Courtesy of Dusan Martincek/National Geographic (Genius), Justin Lubin/NBC (Hairspray), Netflix (Stranger Things), Sergei Bachlakov/NBC (Timeless), Christopher Rafael/Amazon (Mozart); Eddy Chen/ABC/Getty Images (Beatty)

This story first appeared in a June standalone issue of The Hollywood Reporter magazine. To receive the magazine, click here to subscribe.

  • 89th Annual Academy Awards

    ABC

    Eddy Chen/Getty Images

    "Jimmy [Kimmel] was great," says Paul Sandweiss, broadcast mixer for this year's Oscars telecast. "But things happen." In this case, what happened was Faye Dunaway and Warren Beatty announcing the wrong best picture winner. "Now you're unscripted," says Sandweiss. "We opened the mic at the podium and left it open. You're thinking, at some point, Jimmy is going to come out and say something, but you don't want to open his mic early and catch something that's not intended for the audience. You have to watch the picture and represent what you see."

  • 'Genius'

    National Geographic Channel

    Courtesy of Dusan Martincek/National Geographic

    "One of the big challenges was making sure that no elements of contemporary sounds are in there," says re-recording mixer Bob Bronow of the limited series about Albert Einstein, young and old. "If you heard a siren, or a car went by, it had to be replaced with period sound. As we progressed through history, it was horse and buggies and then motor vehicles. The most fun and challenging were Einstein's thought experiments, such as imagining himself traveling next to a beam of light. There were beautiful graphics, but then, what does it sound like? All the while, the Einstein character is narrating. It was challenging to create that sonic space to get the impact of the visuals while still having room for the dialogue and exposition."

  • 'Hairspray Live!'

    NBC

    Justin Lubin/NBC

    With three stages, outdoor sets on Universal's backlot and a live audience, Hairspray Live! posed logistical and technical challenges for its sound team. "It was an interesting hybrid of Broadway style and broadcast sound," says production sound mixer/sound designer Tom Davis. "We had a huge cast, and they were singing and dancing. In all, we used close to 100 [microphones]. We hid mics in wigs or hair, and the principles had spares. Sometimes we used audience sound for the broadcast; it was a moving target on how to treat each scene. Some scenes were big where music is playing, while others were more intimate dialogue."

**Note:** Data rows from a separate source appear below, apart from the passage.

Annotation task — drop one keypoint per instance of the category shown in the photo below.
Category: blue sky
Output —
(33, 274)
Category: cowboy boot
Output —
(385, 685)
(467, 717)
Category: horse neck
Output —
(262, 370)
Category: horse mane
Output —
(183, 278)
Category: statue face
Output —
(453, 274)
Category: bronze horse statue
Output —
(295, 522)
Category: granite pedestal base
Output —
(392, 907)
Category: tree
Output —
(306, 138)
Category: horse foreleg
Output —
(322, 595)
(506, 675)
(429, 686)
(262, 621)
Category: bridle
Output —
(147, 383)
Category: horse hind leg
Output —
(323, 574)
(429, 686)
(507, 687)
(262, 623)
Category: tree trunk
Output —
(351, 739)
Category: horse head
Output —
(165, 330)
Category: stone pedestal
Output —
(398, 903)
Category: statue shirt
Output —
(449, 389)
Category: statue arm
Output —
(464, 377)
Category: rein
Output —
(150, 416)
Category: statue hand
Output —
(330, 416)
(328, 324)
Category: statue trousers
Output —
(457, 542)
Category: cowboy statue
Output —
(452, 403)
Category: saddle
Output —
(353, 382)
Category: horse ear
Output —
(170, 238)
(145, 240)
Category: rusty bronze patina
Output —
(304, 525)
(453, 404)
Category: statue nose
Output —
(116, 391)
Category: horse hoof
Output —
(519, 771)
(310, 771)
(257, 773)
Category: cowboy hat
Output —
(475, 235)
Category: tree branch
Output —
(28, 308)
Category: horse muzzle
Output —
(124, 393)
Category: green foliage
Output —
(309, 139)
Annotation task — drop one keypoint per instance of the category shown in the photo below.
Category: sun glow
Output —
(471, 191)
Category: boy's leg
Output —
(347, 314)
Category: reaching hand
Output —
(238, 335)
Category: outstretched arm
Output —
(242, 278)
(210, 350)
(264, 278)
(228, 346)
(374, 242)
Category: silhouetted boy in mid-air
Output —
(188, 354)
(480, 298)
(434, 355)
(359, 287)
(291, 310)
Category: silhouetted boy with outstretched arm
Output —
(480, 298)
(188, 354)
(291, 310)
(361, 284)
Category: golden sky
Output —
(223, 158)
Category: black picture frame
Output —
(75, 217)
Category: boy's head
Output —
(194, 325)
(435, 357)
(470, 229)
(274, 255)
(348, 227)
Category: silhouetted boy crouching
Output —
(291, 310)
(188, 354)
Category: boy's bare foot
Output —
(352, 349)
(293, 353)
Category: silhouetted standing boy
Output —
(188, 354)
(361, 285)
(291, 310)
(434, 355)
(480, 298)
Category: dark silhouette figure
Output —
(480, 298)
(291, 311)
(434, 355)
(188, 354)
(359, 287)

  • 'Mozart in the Jungle'

    Amazon

    Courtesy of Christopher Rafael/Amazon Studios

    "At times, the sound effects department's contribution would overlap with that of the music department," says Peter Carlstedt, co-supervising sound editor on this comedy about an orchestra conductor. "For example, musicians warming up onstage — the sound of a clarinetist blowing air through the barrel of their instrument, or a violinist rosining her bow — it was fun to add all those details to the soundscape of an episode, to give the audience the feeling of being onstage with a symphony orchestra. I used to play in a professional orchestra, so I have an advantage in knowing what it feels and sounds like. We also had the chance to re-create the atmosphere of many varied locations — riding a gondola in Venice, attending a concert in Central Park, or even taking a field trip to Rikers Island."

  • 'Stranger Things'

    Netflix

    Courtesy of Netflix

    "Our biggest challenge was creating new sounds and building interesting atmospheres that fit the show," says Brad North, supervising sound editor on the 1980s-set sci-fi drama. "The monster sounds were created by layering different animal sounds so it would be real and organic. The lights flickering were different recordings of filaments, a battery charger and other electrical sounds, with the intent to edit them with a musical feel. And the atmospheres, like the upside down, were built by layering different sounds that were organic."

  • 'Timeless'

    NBC

    Courtesy of Sergei Bachlakov/NBC

    "On each episode, we were taken to a different period in time," says Wade Barnett, supervising sound editor of the series about time travel. "We had to pull new sounds for the cars, guns, planes and backgrounds that would match the time period of the episode. The other main focus was building the sound design of the time machines. It's very subjective as to what an actual time machine would sound like, and we had a lot of fun experimenting with different ideas and dialing in those elements. We had a constantly evolving sound design template for each of the two time machines in the show."